Users and Passwords

A big part of the confusion over authentication is due to the fact that there are two diffrent forms of authentication! Authentication can be done using password authentication (also called internal authentication) or OS authentication (external authentication).

If the database is configured for OS authentication you can log into the database without authenticating to Oracle based on your UNIX UID. OS authentication is enabled or disabled based on the "os_roles" parameter. When you create a database using dbca OS authentication is disabled by default. In fact, you won't be able to enable it unless you edit the initialization parameters in step 10 by selecting "All Initialization Parameters" and then selecting "Show Advanced Parameters"! If you scroll down the long list you'll see "os_roles" is set as false, which you can then enable if you choose. All this tells you one thing: Oracle isn't keen on you using it. Therefore... don't.

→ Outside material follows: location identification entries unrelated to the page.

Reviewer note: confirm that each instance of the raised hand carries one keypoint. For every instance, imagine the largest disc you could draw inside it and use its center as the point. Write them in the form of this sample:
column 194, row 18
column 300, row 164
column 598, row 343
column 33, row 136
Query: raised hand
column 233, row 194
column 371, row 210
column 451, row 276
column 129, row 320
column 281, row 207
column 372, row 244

When you create a database with dbca, in step 5, it will ask you to assign passwords to the default Oracle accounts. The default accounts are: sys, system, dbsnmp, and sysman. Lets break down the default users. (Descriptions taken directly from the DBCA help.)

SYS

The SYS user owns all base tables and user-accessable view of the data dictionary (Oracle configuration information). No Oracle user should ever alter (update, delete, or insert) any rows or schema objects conatained in the SYS schema, because such activity can compromise data integrety. The security administrator must keep strict control of this central account.

SYSTEM

The SYSTEM user is used to create additional tables and views that display administrative information, and internal tables and views used by various Oracle options and tools.

SYSMAN

The SYSMAN user represents the Enterprise Manager super admin account. This EM admin can create and modify other EM admin accounts as well as admin the database instance itself.

DBSNMP

The DBSNMP user is used by EM to monitor the database. EM uses this account to access performance stats about the database. The DBSNMP credentials sometimes referred to as the monitoring credentials.

In addition to these users, a user can connect with diffrent levels of privileges, namely SYSDBA and SYSOPER. When you connect using "connect sys/passwd as sysdba" your connecting as the SYS user and requesting SYSDBA privs. Because the SYS user is the Oracle equivilent to the UNIX root user Oracle makes you specify the amount of control you have, which is why you'll get an error if you try to connect without specifying the privs:

SQL> connect sys/passwd
ERROR:
ORA-28009: connection to sys should be as sysdba or sysoper
SQL> connect sys/passwd as sysdba
Connected.
SQL>

The big diffrence between SYSDBA and SYSOPER privs is that SYSDBA can do anything (just like root). The SYSOPER privs allow you just about the same amount of control but won't allow you to look at user data. Both privs allow you to ALTER DATABASE, CREATE SPFILE, STARTUP or SHUTDOWN, ALTER DATABASE ARCHIVELOG, and includes RESTRICTED SESSION privs. However, only SYSDBA can CREATE or DROP DATABASE, and the ALTER DATABASE RECOVER options for SYSOPER are limited to complete recovery only.

Naturally these are all administrative accounts and therefore shouldn't be used for general database usage. (We used sys in our basics chapter because its already there and I wanted to focus on the basics without jumping straight into authentication).